After I’d been shown to a room by a servant and had time to “freshen up” a bit, an older male servant came to the room and told me that Mr. Churchill would like to see me and asked if the time was convenient for me. I told him it was.
I expected to be led into a huge library, but instead the tall gray-haired servant who’d answered my query about his name only with “Mason, sir” led me around to the side of the house where Winston Churchill, wearing a white fedora and a dark mortar-spattered coverall, was laying bricks.
“Ho, welcome, Mr. Perry,” he cried, using a trowel to level off some mortar before laying another brick in place.
It was a long wall.
“I spend ten hours a day in my office in London, but this is my real work,” continued Churchill. I’d already come to realize that the monologue was his favorite form of conversation. “This and writing histories. I took care to contact the bricklayers’ union before I did my first wall. They made me an honorary member, but I still pay my dues.
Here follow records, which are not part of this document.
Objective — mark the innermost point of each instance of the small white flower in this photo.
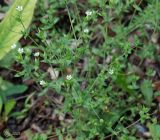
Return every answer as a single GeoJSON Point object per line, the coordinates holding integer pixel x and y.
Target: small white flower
{"type": "Point", "coordinates": [19, 8]}
{"type": "Point", "coordinates": [21, 50]}
{"type": "Point", "coordinates": [89, 13]}
{"type": "Point", "coordinates": [69, 77]}
{"type": "Point", "coordinates": [111, 71]}
{"type": "Point", "coordinates": [42, 82]}
{"type": "Point", "coordinates": [36, 54]}
{"type": "Point", "coordinates": [13, 46]}
{"type": "Point", "coordinates": [86, 30]}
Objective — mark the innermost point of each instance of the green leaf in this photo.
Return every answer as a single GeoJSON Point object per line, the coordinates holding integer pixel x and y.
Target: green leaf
{"type": "Point", "coordinates": [1, 105]}
{"type": "Point", "coordinates": [15, 89]}
{"type": "Point", "coordinates": [9, 105]}
{"type": "Point", "coordinates": [147, 90]}
{"type": "Point", "coordinates": [11, 29]}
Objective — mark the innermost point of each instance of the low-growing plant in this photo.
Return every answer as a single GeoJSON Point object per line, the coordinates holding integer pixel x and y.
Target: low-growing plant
{"type": "Point", "coordinates": [86, 60]}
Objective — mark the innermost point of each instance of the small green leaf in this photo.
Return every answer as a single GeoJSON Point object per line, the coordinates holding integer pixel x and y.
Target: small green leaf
{"type": "Point", "coordinates": [9, 105]}
{"type": "Point", "coordinates": [155, 131]}
{"type": "Point", "coordinates": [1, 105]}
{"type": "Point", "coordinates": [10, 28]}
{"type": "Point", "coordinates": [15, 89]}
{"type": "Point", "coordinates": [147, 91]}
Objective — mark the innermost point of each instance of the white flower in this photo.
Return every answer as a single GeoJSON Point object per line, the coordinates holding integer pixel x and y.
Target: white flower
{"type": "Point", "coordinates": [69, 77]}
{"type": "Point", "coordinates": [89, 13]}
{"type": "Point", "coordinates": [111, 71]}
{"type": "Point", "coordinates": [86, 30]}
{"type": "Point", "coordinates": [21, 50]}
{"type": "Point", "coordinates": [42, 82]}
{"type": "Point", "coordinates": [13, 46]}
{"type": "Point", "coordinates": [36, 54]}
{"type": "Point", "coordinates": [19, 8]}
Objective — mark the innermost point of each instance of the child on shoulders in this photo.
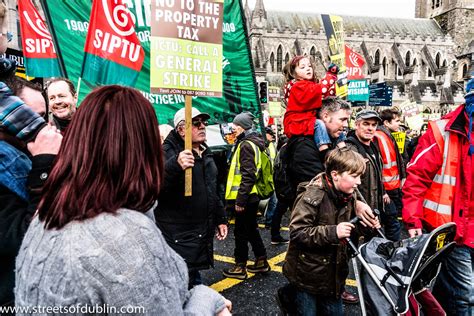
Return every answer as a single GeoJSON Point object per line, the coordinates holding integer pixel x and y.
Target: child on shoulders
{"type": "Point", "coordinates": [303, 96]}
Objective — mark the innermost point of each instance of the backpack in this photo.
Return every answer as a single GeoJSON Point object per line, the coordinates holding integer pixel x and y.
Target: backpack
{"type": "Point", "coordinates": [264, 183]}
{"type": "Point", "coordinates": [283, 188]}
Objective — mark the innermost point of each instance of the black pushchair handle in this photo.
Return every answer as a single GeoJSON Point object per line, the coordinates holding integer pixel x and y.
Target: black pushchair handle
{"type": "Point", "coordinates": [354, 221]}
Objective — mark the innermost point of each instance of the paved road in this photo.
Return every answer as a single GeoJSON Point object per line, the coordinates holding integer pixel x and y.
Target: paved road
{"type": "Point", "coordinates": [256, 295]}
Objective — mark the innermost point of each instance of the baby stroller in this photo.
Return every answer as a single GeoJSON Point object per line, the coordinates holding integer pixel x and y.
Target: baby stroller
{"type": "Point", "coordinates": [397, 270]}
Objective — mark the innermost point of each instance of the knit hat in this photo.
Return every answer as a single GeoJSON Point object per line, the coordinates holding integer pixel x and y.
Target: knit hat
{"type": "Point", "coordinates": [368, 114]}
{"type": "Point", "coordinates": [180, 115]}
{"type": "Point", "coordinates": [469, 97]}
{"type": "Point", "coordinates": [269, 130]}
{"type": "Point", "coordinates": [244, 120]}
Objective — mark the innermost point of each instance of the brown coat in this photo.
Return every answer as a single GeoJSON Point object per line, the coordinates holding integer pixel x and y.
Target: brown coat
{"type": "Point", "coordinates": [316, 261]}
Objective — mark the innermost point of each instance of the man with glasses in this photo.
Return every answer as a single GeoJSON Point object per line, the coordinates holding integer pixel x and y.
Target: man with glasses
{"type": "Point", "coordinates": [190, 223]}
{"type": "Point", "coordinates": [362, 140]}
{"type": "Point", "coordinates": [28, 147]}
{"type": "Point", "coordinates": [62, 98]}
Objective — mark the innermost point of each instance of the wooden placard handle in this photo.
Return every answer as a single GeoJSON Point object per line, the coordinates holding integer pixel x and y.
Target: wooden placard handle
{"type": "Point", "coordinates": [188, 144]}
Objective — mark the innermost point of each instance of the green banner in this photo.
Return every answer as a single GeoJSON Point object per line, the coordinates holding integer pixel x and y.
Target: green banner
{"type": "Point", "coordinates": [68, 21]}
{"type": "Point", "coordinates": [358, 90]}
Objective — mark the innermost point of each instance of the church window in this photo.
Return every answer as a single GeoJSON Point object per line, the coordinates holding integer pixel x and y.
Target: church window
{"type": "Point", "coordinates": [438, 60]}
{"type": "Point", "coordinates": [377, 57]}
{"type": "Point", "coordinates": [319, 56]}
{"type": "Point", "coordinates": [407, 58]}
{"type": "Point", "coordinates": [312, 52]}
{"type": "Point", "coordinates": [279, 58]}
{"type": "Point", "coordinates": [272, 62]}
{"type": "Point", "coordinates": [257, 59]}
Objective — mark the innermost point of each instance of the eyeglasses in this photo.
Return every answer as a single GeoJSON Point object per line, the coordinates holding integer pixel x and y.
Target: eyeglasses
{"type": "Point", "coordinates": [198, 123]}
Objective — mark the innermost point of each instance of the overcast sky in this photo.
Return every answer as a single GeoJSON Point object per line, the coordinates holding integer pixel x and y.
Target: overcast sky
{"type": "Point", "coordinates": [381, 8]}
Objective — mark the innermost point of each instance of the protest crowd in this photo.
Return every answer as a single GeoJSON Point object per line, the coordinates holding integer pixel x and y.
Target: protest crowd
{"type": "Point", "coordinates": [94, 210]}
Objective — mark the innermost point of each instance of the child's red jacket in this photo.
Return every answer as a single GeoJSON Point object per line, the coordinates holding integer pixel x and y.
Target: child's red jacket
{"type": "Point", "coordinates": [303, 100]}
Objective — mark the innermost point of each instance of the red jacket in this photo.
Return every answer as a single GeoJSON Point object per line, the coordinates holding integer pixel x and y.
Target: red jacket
{"type": "Point", "coordinates": [304, 98]}
{"type": "Point", "coordinates": [423, 167]}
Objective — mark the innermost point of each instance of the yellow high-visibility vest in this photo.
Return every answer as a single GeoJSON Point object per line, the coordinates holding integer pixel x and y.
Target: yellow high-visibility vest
{"type": "Point", "coordinates": [234, 178]}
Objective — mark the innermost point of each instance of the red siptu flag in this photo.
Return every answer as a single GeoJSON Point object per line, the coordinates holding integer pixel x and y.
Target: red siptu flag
{"type": "Point", "coordinates": [38, 49]}
{"type": "Point", "coordinates": [113, 53]}
{"type": "Point", "coordinates": [354, 63]}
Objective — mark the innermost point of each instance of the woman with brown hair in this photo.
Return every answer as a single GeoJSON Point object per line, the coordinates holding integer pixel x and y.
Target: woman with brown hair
{"type": "Point", "coordinates": [94, 242]}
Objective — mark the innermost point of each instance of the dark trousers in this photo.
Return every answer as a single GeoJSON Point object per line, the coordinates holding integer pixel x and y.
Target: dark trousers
{"type": "Point", "coordinates": [280, 210]}
{"type": "Point", "coordinates": [396, 197]}
{"type": "Point", "coordinates": [390, 222]}
{"type": "Point", "coordinates": [245, 232]}
{"type": "Point", "coordinates": [194, 278]}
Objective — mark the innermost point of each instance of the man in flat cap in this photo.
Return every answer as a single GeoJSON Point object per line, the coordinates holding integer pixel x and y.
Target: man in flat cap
{"type": "Point", "coordinates": [361, 140]}
{"type": "Point", "coordinates": [190, 223]}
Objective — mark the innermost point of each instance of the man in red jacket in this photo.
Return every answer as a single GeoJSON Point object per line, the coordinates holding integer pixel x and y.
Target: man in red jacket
{"type": "Point", "coordinates": [439, 189]}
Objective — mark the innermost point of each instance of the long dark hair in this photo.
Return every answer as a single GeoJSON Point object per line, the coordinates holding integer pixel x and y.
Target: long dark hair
{"type": "Point", "coordinates": [110, 158]}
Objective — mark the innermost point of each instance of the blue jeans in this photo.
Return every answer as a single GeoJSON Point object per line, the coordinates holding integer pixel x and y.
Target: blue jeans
{"type": "Point", "coordinates": [194, 278]}
{"type": "Point", "coordinates": [454, 287]}
{"type": "Point", "coordinates": [272, 202]}
{"type": "Point", "coordinates": [312, 305]}
{"type": "Point", "coordinates": [390, 222]}
{"type": "Point", "coordinates": [321, 136]}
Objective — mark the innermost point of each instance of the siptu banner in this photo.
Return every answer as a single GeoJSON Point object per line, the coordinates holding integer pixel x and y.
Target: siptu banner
{"type": "Point", "coordinates": [354, 63]}
{"type": "Point", "coordinates": [40, 56]}
{"type": "Point", "coordinates": [186, 47]}
{"type": "Point", "coordinates": [112, 52]}
{"type": "Point", "coordinates": [358, 90]}
{"type": "Point", "coordinates": [380, 94]}
{"type": "Point", "coordinates": [69, 21]}
{"type": "Point", "coordinates": [334, 29]}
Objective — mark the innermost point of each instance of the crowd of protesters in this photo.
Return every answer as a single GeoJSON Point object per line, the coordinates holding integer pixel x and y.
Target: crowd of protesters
{"type": "Point", "coordinates": [92, 180]}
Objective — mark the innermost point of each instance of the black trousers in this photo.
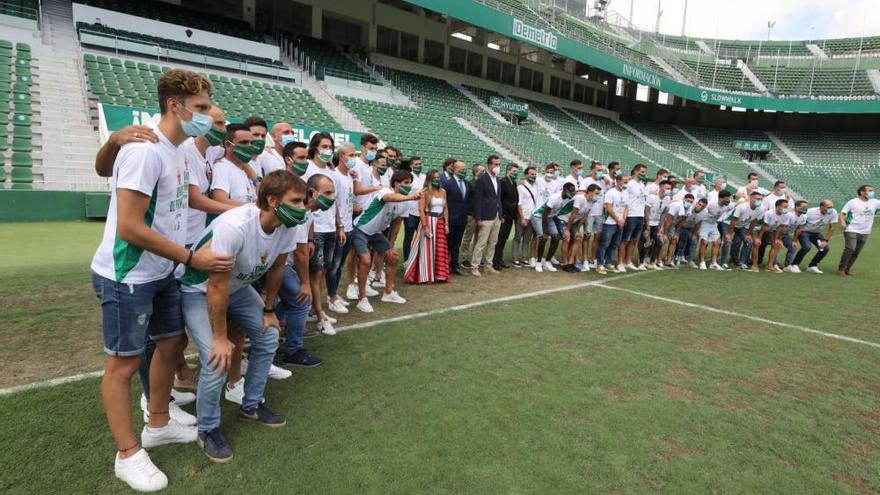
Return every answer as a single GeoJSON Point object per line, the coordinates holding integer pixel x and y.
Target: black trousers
{"type": "Point", "coordinates": [453, 241]}
{"type": "Point", "coordinates": [410, 224]}
{"type": "Point", "coordinates": [507, 222]}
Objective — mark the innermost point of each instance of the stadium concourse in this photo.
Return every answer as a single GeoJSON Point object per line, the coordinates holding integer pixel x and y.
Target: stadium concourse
{"type": "Point", "coordinates": [263, 171]}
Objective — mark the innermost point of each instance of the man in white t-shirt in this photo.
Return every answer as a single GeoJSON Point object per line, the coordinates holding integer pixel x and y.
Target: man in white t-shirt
{"type": "Point", "coordinates": [818, 218]}
{"type": "Point", "coordinates": [384, 212]}
{"type": "Point", "coordinates": [635, 219]}
{"type": "Point", "coordinates": [742, 230]}
{"type": "Point", "coordinates": [259, 237]}
{"type": "Point", "coordinates": [616, 210]}
{"type": "Point", "coordinates": [521, 250]}
{"type": "Point", "coordinates": [547, 224]}
{"type": "Point", "coordinates": [772, 221]}
{"type": "Point", "coordinates": [272, 159]}
{"type": "Point", "coordinates": [231, 183]}
{"type": "Point", "coordinates": [595, 218]}
{"type": "Point", "coordinates": [707, 228]}
{"type": "Point", "coordinates": [412, 219]}
{"type": "Point", "coordinates": [132, 275]}
{"type": "Point", "coordinates": [856, 220]}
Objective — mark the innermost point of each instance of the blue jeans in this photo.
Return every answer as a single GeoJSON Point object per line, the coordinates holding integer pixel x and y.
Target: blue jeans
{"type": "Point", "coordinates": [610, 239]}
{"type": "Point", "coordinates": [806, 239]}
{"type": "Point", "coordinates": [334, 273]}
{"type": "Point", "coordinates": [291, 311]}
{"type": "Point", "coordinates": [245, 308]}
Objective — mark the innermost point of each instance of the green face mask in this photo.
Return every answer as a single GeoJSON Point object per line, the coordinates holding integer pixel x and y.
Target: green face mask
{"type": "Point", "coordinates": [243, 152]}
{"type": "Point", "coordinates": [215, 137]}
{"type": "Point", "coordinates": [324, 203]}
{"type": "Point", "coordinates": [291, 216]}
{"type": "Point", "coordinates": [299, 168]}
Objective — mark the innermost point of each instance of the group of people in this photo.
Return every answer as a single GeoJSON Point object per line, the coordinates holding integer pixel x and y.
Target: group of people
{"type": "Point", "coordinates": [222, 233]}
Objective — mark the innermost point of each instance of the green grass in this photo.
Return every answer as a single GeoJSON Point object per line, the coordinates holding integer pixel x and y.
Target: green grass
{"type": "Point", "coordinates": [589, 391]}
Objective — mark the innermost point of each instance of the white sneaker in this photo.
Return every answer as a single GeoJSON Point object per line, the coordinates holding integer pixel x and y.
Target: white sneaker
{"type": "Point", "coordinates": [139, 472]}
{"type": "Point", "coordinates": [394, 297]}
{"type": "Point", "coordinates": [351, 292]}
{"type": "Point", "coordinates": [173, 432]}
{"type": "Point", "coordinates": [275, 373]}
{"type": "Point", "coordinates": [236, 393]}
{"type": "Point", "coordinates": [364, 305]}
{"type": "Point", "coordinates": [182, 398]}
{"type": "Point", "coordinates": [174, 412]}
{"type": "Point", "coordinates": [337, 306]}
{"type": "Point", "coordinates": [326, 327]}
My real work this week has been two thousand words written and two hundred bricks laid.?
??
He set the trowel down and, taking me suddenly by the elbow, led me around to the back of the house.
“The ‘Cosy Pig,’ I call it,” said Churchill.
“Call what, sir?” I said.
“Why, the house, of course. Chartwell. And if you’re Mr. Perry, then I am Mr. Churchill; no more ‘sirs.’”
“All right,” I said, just avoiding uttering the “sir.”
We stopped on a patio amidst a low formal garden, but it wasn’t the garden that the Chancellor of the Exchequer had brought me around the house to see. “This is why I bought the place three years ago,” he said.
I knew he meant the view from this hilltop. It was then—and remains today—the single most beautiful and verdant view of a peacetime countryside I’d ever seen. There were distant forests of beech, chestnut, and oak, countless wide green meadows, and the longest, grassiest slopes I’d ever encountered.
“The Cosy Pig sits in its eighty acres of all this,” said Churchill, “but it’s this view of the combe and the larger Kentish Weald that convinced me to buy the place, although Clementine said it was—and would be in its rebuilding—too dear for me. For us. And I suppose it has been.”
“It’s beautiful,” I said, realizing how inadequate the words were.
“Not as beautiful as Mount Everest, I would imagine,” said the heavyset little man. His bright eyes were watching me carefully.
“That’s a different beauty, si—…Mr. Churchill,” I said. “All rock, ice, harsh light, air. Almost everything, including the air, is so cold it cuts. There’s no green there, usually, above Base Camp, not even a lichen. Nothing alive but the climbers and the rare raven. No trees, no leaves, no grass…almost nothing soft, Mr. Churchill. Just rock and ice and snow and sky. This is infinitely more…gentle. More…human.”